UMN joins national network focused on improving STEM faculty diversity

The University is one of 19 other schools to recently join the IChange Network.

Abbey Machtig

The University of Minnesota will be performing a self-assessment and a series of policy changes to improve faculty diversity in STEM as a part of a three-year national initiative.

The University recently joined the IChange Network, which focuses on retention, hiring and recruitment of faculty in underrepresented groups in science, technology, engineering and math.

Nationally, this network consists of more than 50 institutions. The University is one of 19, including four Big Ten colleges, to enter at the end of October. The network is an initiative of the Aspire Alliance, a collaboration between the Association of Public and Land-Grant Universities (APLU) and the Center for the Integration of Research, Teaching and Learning at the University of Wisconsin-Madison.

Although the University has several other initiatives aimed at improving diversity within STEM fields, this support network will likely help to address practices that have not been considered before, said Keisha Varma, associate vice provost of the Office of Equity and Diversity.

“Being a part of this network is really focused on that assessment piece. We’ll spend the whole year doing an assessment, which is amazing,” Varma said. “From looking at some of the questions and things that we have to respond to, there’s going to be things that we haven’t even thought about that we’re doing. And now we’re gonna have a way to document that.”

Comparing faculty diversity to the diversity of the student population shows there is more work to be done, said Michael White, associate dean for academic programs and faculty affairs in the College of Food, Agricultural and Natural Resource Sciences.

“Potentially institutionally, and I don’t mean just at the University but I mean across essentially the whole country, there’s racism that is inherent in things that we don’t even understand that it’s there,” White said.

Improving representation among STEM faculty will also impact students studying in those areas, he said.

“We’ve been working for years to make sure that our faculty look like the students that are coming into the University of Minnesota. That is helpful when students see professors, faculty, that look like them or come from similar backgrounds,” White said.

John Ward, professor and associate dean for undergraduate education in the College of Biological Sciences echoed these thoughts.

“This is important for students because when they see themselves represented in the faculty, they know that they can also be successful in science,” Ward said in an email to the Minnesota Daily.

The University has yet to begin work with the network since its announcement in late October, Varma said. The University will receive guidance from national experts and the APLU as they complete the three-year process.

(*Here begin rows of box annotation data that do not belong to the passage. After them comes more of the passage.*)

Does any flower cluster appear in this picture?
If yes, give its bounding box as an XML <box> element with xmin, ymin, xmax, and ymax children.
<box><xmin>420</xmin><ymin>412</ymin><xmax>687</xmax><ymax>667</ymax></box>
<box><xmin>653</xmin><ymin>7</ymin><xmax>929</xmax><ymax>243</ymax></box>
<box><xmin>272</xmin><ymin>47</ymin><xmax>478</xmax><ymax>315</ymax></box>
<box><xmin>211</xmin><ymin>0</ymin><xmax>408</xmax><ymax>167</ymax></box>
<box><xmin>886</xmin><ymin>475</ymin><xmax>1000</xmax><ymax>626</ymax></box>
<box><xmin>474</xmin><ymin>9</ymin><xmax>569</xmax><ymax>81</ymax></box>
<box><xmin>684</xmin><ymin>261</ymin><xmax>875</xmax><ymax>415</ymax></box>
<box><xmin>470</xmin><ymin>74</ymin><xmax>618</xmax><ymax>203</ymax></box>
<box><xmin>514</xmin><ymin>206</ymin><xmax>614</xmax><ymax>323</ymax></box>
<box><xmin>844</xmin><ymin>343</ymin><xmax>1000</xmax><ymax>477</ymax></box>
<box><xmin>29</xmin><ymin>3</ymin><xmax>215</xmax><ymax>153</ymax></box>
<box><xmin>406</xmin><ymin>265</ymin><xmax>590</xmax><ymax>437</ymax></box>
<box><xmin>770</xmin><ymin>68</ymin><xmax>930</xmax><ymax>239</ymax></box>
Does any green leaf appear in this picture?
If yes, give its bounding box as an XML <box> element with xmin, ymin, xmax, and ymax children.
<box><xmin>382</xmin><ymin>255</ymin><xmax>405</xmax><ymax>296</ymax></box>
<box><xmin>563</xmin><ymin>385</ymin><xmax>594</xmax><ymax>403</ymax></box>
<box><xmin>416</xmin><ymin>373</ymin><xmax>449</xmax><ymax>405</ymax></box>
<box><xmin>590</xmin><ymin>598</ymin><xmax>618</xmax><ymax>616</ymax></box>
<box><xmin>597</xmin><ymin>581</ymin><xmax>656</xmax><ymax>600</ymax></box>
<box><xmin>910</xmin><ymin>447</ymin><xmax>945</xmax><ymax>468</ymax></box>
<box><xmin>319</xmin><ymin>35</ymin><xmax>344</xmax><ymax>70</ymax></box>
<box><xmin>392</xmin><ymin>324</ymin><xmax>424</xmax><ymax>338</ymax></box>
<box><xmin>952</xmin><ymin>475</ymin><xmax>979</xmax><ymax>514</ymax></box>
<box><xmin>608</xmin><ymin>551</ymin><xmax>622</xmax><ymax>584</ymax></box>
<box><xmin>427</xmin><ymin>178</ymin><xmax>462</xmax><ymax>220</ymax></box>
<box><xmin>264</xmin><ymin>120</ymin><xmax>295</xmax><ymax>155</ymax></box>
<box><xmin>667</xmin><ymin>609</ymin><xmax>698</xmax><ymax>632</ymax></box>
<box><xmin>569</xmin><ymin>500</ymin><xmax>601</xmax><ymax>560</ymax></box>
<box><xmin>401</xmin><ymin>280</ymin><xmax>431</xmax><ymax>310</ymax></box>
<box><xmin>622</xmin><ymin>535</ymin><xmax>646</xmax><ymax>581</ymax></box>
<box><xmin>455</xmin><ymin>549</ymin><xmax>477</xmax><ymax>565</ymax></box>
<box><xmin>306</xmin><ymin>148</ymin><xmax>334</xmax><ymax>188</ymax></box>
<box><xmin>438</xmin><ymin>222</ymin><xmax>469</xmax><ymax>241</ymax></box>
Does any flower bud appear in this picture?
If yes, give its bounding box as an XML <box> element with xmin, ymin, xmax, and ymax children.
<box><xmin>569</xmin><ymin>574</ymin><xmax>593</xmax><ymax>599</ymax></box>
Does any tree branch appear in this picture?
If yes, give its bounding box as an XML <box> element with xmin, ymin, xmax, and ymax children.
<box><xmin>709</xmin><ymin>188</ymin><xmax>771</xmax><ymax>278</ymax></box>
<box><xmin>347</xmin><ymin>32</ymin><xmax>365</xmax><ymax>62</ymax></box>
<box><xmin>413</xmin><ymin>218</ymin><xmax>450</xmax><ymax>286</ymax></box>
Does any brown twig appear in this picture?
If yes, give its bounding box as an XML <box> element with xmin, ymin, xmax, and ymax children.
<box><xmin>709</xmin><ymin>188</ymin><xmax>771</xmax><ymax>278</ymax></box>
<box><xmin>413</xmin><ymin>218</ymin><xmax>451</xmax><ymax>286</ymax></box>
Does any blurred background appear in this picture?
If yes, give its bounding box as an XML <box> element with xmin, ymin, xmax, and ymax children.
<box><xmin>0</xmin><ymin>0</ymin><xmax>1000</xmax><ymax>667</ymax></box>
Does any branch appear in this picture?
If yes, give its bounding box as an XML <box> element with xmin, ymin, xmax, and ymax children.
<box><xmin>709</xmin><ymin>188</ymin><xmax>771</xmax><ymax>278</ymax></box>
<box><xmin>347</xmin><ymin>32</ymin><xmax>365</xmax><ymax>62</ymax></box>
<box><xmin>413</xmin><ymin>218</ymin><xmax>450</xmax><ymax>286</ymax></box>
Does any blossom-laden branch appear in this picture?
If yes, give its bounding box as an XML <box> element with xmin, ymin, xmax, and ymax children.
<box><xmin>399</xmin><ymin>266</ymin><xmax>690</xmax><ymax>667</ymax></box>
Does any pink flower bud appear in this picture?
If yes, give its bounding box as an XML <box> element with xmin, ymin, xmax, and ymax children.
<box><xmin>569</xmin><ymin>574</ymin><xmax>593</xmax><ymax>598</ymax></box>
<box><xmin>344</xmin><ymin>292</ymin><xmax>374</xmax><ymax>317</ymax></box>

The University will begin by completing a one-year self-assessment. This will involve compiling a team of stakeholders and leaders from around the University to complete an audit of the policies and practices relating to faculty hiring, recruitment and retention.

“We also ask institutions to look at the last five years of data on faculty hiring, promotion, and retention so that they can better understand where their current policies and practices (or lack thereof) may be impacting outcomes for their faculty,” said Jessica Bennett, assistant director of STEM education at APLU, in an email to the Minnesota Daily.

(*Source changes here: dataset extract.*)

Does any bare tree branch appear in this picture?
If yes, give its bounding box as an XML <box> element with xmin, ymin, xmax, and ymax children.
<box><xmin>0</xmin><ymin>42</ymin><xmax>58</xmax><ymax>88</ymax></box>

The group of stakeholders involved in the self-assessment process will likely consist of senior administrators and faculty members, said Rebecca Ropers, vice provost for faculty and academic affairs.

Following the completion of the self-assessment, the University will begin to carry out several action steps. These actions potentially include changing tenure and promotion policies, application processes and relationships with other institutions to improve faculty diversity.

Leaders are prepared to take strategic and specific actions in order to address faculty diversity, Varma said.

“I know that we are a data-rich institution; we have so much data. But I don’t think that we always connect the dots in terms of paying attention to what the data is telling us and in translating that into meaningful action,” Ropers said. “I think that this is a unique and high-potential model for moving us forward.”